RIM unveils Wi-Fi BlackBerry at VoiceCon 2005
The device uses servers and switches from Nortel, 3Com
Computerworld - ORLANDO -- Research In Motion Ltd. has unveiled initiatives with two major equipment providers through which it will offer corporate customers Wi-Fi-equipped BlackBerry handhelds that connect to corporate voice switches through wireless LANs.
At this week's VoiceCon 2005 event here, Waterloo, Ontario-based RIM said its new BlackBerry 7270 offers users secure access to IP telephony features, corporate e-mail and other capabilities. The new device, still in beta-testing, was demonstrated yesterday at booths for both Nortel Networks Ltd. and 3Com Corp. Both companies have Session-Initiation-Protocol-compliant switches and servers that can provide access to corporate data and voice, as well as external voice networks.
Among those at VoiceCon who sought out information on the BlackBerry 7270 were three employees of a major hotel chain.

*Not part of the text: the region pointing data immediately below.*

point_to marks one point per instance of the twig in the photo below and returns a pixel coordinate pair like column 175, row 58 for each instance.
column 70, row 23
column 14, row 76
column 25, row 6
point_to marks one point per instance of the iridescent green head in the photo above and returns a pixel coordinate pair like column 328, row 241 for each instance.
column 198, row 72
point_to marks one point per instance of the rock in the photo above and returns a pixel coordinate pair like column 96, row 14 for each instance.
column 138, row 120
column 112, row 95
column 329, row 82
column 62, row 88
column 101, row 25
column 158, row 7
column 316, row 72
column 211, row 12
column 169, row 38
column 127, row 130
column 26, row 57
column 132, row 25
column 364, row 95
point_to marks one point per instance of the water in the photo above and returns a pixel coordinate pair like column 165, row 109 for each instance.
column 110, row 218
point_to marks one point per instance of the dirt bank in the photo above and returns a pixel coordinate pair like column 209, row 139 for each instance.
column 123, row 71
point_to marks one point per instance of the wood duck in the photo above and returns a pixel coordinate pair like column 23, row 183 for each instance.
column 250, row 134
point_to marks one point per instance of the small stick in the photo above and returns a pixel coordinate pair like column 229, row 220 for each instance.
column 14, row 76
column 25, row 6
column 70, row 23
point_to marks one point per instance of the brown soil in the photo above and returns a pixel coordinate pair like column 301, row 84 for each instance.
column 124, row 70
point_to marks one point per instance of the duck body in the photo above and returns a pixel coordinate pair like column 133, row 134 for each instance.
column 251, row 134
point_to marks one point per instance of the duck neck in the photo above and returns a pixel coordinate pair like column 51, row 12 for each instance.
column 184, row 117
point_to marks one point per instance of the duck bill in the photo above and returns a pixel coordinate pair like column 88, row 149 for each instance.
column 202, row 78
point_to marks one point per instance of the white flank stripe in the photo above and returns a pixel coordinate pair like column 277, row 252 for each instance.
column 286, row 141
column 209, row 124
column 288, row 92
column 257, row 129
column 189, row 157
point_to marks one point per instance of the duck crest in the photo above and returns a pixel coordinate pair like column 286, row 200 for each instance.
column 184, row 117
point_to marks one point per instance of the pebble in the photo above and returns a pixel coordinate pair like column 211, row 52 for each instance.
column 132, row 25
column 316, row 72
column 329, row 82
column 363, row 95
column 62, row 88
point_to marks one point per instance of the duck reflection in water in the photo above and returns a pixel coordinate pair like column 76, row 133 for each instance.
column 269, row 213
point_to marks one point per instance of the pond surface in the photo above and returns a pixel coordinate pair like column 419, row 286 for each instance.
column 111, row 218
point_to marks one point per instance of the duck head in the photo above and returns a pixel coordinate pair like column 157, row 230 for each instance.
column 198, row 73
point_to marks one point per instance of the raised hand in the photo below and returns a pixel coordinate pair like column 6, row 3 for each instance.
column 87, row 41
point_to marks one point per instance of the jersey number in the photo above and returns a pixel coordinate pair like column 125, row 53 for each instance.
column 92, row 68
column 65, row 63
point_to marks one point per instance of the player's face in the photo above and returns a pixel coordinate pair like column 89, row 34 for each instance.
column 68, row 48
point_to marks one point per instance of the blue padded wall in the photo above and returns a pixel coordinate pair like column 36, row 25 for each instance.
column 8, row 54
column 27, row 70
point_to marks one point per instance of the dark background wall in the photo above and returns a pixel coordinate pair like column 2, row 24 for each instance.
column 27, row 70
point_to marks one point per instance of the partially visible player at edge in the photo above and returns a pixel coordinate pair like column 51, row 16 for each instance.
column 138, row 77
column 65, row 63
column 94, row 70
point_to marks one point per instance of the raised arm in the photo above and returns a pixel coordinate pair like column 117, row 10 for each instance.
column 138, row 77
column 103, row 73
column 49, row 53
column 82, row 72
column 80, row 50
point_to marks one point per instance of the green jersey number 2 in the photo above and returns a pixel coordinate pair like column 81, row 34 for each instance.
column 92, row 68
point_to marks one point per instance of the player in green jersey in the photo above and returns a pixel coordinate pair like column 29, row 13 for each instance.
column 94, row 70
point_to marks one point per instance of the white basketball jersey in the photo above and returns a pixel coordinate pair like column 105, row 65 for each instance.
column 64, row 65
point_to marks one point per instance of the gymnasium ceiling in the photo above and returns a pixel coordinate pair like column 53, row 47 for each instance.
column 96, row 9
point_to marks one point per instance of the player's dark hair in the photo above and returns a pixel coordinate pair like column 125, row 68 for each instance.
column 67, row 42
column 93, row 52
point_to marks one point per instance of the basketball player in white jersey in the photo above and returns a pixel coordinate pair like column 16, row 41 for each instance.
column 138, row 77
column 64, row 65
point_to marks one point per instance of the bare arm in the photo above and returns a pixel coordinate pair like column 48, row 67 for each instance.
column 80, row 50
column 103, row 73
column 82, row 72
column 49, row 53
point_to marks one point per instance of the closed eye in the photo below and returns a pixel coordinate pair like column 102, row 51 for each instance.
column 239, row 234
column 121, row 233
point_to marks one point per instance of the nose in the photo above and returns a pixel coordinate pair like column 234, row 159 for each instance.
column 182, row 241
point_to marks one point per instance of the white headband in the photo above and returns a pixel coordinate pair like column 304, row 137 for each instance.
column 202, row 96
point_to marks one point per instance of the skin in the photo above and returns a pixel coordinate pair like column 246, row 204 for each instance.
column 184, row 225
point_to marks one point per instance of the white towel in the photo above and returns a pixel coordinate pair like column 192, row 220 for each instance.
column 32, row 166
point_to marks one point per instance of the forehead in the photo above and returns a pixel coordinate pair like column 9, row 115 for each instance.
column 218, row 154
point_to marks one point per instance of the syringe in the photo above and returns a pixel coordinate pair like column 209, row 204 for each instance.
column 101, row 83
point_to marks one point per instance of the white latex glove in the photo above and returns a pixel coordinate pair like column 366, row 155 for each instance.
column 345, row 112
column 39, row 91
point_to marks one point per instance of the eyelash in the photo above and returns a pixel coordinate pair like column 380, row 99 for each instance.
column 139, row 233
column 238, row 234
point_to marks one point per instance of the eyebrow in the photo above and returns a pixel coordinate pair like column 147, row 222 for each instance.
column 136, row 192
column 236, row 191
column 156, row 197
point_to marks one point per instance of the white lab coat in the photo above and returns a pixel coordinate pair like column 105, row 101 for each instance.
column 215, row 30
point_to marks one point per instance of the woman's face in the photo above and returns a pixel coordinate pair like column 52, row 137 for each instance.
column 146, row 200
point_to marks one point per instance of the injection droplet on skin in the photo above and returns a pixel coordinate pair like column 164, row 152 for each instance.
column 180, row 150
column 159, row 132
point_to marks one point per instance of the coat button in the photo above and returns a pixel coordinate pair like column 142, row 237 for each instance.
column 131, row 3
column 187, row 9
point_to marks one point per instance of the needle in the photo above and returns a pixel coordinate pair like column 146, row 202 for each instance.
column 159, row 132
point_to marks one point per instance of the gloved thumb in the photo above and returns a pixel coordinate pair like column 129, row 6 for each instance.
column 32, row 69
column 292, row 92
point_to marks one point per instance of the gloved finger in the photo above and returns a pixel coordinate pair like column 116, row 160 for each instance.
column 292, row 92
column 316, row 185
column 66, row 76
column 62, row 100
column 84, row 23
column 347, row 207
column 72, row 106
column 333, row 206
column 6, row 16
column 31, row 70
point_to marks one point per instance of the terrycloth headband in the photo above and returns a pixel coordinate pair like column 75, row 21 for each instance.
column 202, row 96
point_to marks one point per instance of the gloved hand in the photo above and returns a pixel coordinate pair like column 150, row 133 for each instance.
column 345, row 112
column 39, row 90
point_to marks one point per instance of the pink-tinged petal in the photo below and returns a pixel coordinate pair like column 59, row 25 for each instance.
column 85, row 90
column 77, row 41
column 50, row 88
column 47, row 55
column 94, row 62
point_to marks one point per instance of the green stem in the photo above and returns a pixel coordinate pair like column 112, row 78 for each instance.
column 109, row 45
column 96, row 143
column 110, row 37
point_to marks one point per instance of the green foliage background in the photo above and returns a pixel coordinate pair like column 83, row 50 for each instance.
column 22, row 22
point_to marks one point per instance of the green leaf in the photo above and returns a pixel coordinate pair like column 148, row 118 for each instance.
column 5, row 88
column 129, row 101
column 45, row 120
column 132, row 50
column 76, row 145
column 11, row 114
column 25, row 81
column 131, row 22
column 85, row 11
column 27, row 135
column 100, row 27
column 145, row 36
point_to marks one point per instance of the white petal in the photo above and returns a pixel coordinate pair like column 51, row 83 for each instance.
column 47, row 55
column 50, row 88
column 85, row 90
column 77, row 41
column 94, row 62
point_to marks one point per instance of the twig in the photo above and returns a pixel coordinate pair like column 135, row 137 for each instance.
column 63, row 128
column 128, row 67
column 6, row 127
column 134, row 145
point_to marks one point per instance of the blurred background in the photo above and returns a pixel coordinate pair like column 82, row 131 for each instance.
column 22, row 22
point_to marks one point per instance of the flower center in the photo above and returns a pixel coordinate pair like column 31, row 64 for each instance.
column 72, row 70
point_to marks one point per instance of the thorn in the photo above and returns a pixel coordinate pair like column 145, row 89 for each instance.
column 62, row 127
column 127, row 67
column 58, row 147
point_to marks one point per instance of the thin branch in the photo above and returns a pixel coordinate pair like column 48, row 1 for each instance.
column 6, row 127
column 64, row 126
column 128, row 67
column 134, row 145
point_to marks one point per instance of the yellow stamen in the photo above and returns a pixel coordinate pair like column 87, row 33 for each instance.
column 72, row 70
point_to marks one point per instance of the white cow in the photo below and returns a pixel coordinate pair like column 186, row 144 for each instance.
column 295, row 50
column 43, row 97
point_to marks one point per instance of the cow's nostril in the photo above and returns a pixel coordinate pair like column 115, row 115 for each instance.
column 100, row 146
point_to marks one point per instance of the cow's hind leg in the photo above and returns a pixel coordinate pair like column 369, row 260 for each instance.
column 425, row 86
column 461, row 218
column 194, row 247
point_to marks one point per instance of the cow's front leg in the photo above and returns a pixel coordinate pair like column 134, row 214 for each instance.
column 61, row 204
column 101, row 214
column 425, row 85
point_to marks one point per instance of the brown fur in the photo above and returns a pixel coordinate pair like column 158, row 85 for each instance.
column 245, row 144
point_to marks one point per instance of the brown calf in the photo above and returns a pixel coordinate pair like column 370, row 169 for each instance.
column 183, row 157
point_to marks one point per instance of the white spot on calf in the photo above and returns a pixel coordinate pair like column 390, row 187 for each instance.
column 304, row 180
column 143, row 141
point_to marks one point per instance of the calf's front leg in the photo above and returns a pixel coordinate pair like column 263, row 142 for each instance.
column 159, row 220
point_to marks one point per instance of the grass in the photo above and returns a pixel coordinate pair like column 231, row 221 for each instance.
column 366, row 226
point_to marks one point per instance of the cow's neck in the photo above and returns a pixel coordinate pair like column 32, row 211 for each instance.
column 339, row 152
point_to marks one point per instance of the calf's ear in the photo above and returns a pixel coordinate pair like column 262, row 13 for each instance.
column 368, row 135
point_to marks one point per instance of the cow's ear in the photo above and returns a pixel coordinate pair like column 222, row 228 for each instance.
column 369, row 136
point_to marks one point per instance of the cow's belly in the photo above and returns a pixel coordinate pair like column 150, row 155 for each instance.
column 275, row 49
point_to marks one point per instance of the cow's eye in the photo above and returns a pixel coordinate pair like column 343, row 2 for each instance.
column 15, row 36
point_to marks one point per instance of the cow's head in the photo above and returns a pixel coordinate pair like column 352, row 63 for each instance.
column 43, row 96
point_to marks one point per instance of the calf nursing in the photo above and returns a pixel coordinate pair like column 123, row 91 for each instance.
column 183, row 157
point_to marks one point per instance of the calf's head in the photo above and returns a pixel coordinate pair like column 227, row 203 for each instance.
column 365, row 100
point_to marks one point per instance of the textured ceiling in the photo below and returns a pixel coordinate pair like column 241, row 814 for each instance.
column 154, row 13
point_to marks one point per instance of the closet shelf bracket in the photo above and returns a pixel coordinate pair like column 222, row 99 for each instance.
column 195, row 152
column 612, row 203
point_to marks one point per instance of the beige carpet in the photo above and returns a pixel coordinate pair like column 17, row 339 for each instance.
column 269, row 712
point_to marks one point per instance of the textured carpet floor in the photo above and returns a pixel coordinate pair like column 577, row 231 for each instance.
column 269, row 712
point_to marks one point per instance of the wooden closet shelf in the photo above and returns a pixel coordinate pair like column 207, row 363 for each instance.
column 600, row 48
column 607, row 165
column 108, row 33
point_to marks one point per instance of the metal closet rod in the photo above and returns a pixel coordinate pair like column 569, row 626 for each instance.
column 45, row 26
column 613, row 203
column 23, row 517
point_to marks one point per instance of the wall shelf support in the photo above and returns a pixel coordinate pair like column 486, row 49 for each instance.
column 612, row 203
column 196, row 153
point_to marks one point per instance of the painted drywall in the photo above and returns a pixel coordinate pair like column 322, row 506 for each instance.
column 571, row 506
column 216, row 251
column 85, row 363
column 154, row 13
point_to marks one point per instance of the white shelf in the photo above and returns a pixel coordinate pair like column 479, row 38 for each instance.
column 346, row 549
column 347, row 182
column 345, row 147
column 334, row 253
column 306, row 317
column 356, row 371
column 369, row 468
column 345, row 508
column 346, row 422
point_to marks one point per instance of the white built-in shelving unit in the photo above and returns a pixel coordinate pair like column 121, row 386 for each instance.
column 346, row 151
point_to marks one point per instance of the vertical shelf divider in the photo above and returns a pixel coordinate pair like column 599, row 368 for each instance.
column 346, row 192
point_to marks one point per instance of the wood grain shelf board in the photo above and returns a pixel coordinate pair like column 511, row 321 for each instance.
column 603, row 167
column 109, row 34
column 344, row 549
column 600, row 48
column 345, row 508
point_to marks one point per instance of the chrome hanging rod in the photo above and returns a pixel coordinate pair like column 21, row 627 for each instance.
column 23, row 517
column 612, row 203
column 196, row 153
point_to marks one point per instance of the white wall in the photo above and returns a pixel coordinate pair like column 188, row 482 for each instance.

They said a device equipped with Wi-Fi capabilities would be a real help to workers at a hotel site who need to share information about guests, logistics or other topics. They declined to give their names.
About 2 million BlackBerry devices are currently in use, but they work over wireless WAN connections. The 7270 is aimed at users in manufacturing facilities, hospitals, retail stores and hotels, said RIM's vice president of marketing, Don McMurtry.
McMurtry and Nortel officials said in a news conference that their partnership would be the first of others.
Zeus Kerravala, an analyst at The Yankee Group in Boston, said the 7270 and its connection to the switches of Nortel and 3Com is "exciting." But, he added, "the long-term benefit will come when you can marry it with cellular service."
McMurtry would not discuss whether RIM is pursuing development of a device with dual cellular and Wi-Fi technology, although analysts said such a move is likely.
The new BlackBerry integrates with Nortel's Multimedia Communications Server 5100 and with 3Com's Internet Protocol Private Branch Exchange and WLAN switch and the 3Com Convergence Application Suite of software.
The RIM announcement was one of about 30 that companies plan to make at VoiceCon regarding new products or services. About 4,000 people are attending the show; most of them are network managers at corporations or have similar job titles, VoiceCon officials said.
In one of the show's announcements, Avaya Inc. unveiled a managed voice-over-IP service called Avaya Remote Managed Services for IP Telephony. The service monitors converged data and voice networks by constantly measuring capacity, performance and other indicators. It can also seek out the root cause of problems, such as high latency over a network connection, Avaya officials said.
Customers can choose from three tiers of service and will be charged a monthly fee, starting at $1 pernetwork device per month, said Jorge Blanco, Avaya's vice president of marketing.